April 1998 JOURNAL OF THE CALIFORNIA DENTAL ASSOCIATION
Feature Story
--

Economics of
Dental Practice Improve
in the 1990s

A review of governmental and ADA reports confirms positive projections about the economics of dentistry.

By H. Barry Waldman, BA, DDS, MPH, PhD


A review of Internal Revenue Service, Health Care Financing Administration, Bureau of the Census, and ADA reports for the mid 1990s confirms earlier projections that the economic trend in the practice of dentistry would be favorable.

Article copyright 1998 Journal of the California Dental Association.
Photographs copyright of the authors.



"From an overall perspective through the year 2000, the economic future of the (dental) profession appears to be far more positive than many might believe."1

This was the conclusion of a presentation written in the early 1990s, based upon an analysis of development during the late 1980s affecting the dental profession, including a "slimming down" in the number of graduates from dental schools, the increasing size of the general population, and per capita expenditures for dental services at rates "well in excess of the amounts spent in (the) 1970(s)."1


Table 1

Dental school graduates and graduates per million population in 1980, 1983, 1985, 1990, 1991, 1992, 1993, 1994, and 1995. (2-6)

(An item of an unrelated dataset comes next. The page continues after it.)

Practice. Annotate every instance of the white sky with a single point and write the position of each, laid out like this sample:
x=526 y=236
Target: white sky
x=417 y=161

Year Number of Graduates Graduates per million population
1980 5,256 23.1
1983 5,756* 24.5
1985 5,353 21.6
1990 4,233 17.0
1991 3,995 15.2
1992 3,918 15.4
1993 3,778 14.1
1994 3,875 14.3
1995 3,908 14.3
* Greatest number of graduates.
Information is now available from a series of federal agencies (including the Internal Revenue Service, the Bureau of the Census, and the Health Care Financing Administration) and the American Dental Association that confirms these favorable projections through the mid 1990s. While the emphasis in the following review will be on the improving economics of dentistry, the significance of the general "leveling down" in the 1990s of the number of dental school graduates and graduates per population that began in the early 1980s should not be overlooked. For example, in 1980, there were 5,250 dental school graduates (23.1 graduates per million population), compared to 3,908 graduates (or 14.3 graduates per million population) in 1995 (Table 1).2-6

Overall National Health Expenditures

By the mid 1990s, almost $1 trillion ($988.5 billion) was expended for national health costs ($957.8 billion for health services and $30.4 billion for research and construction). While health expenditures have continued to increase during the 1990s -- because of increases in the population, effects of inflation, and the use of expensive care modalities -- the rate of increase as measured by its share of the gross domestic produce (GDP) has slowed. In 1980, health expenditures represented 8.9 percent of the GDP, 12.1 percent in 1990, and between 13.4 and 13.6 percent in each year from 1992 to 1995. Managed care, in its many forms, has played a role in slowing the expenditure rates for health care services.3

National Dental Expenditures

Although dental service expenditures increased from $31.6 billion in 1990 to $45.8 billion in 1995, dental service spending represented a somewhat smaller share of national health expenditures in the 1990s than in the 1980s (approximately 4.5 percent in the 1990s, vs. approximately 5.6 percent in the 1980s) -- reflecting both limited changes in the extent of dental insurance coverage and increased spending for other services. Increases in the proportionate share of health expenditures were reported for nursing home care, home health services, and services by other than physician and dentist health personnel. However, the annual rate of change in dental service expenditures increased in 1992, 1994, and 1995 at rates faster than expenditures for the overall category for personal health care costs, hospital care costs, physician costs, and health personnel costs other than those for physician and dentist health personnel.3,7


Per Capita Dental Expenditures

From 1990 to 1995, per capita dental expenditures increased progressively from $121.53 to $167.77. However, in terms of constant dollars (i.e., removing the effects of inflation), there was a decrease in per capita expenditures (between the early 1980s and the immediate years after the 1990 recession) followed by a rebound during the mid 1990s -- but as yet not reaching per capita constant dollar levels reported for most of the 1980s (Table 2).3,7-11 Thus, compared to the 1980s, the improving economics of dentistry during the 1990s (detailed below) reflects a combination of a continued slimming down in the growth of the numbers of practitioners, an increasing population size, and, to some extent, a rebounding of per capita expenditures for dental services.

Table 2

Expenditures for dental services in 1970, 1982, 1987, 1990, 1991, 1993, ad 1995. (3,7-11)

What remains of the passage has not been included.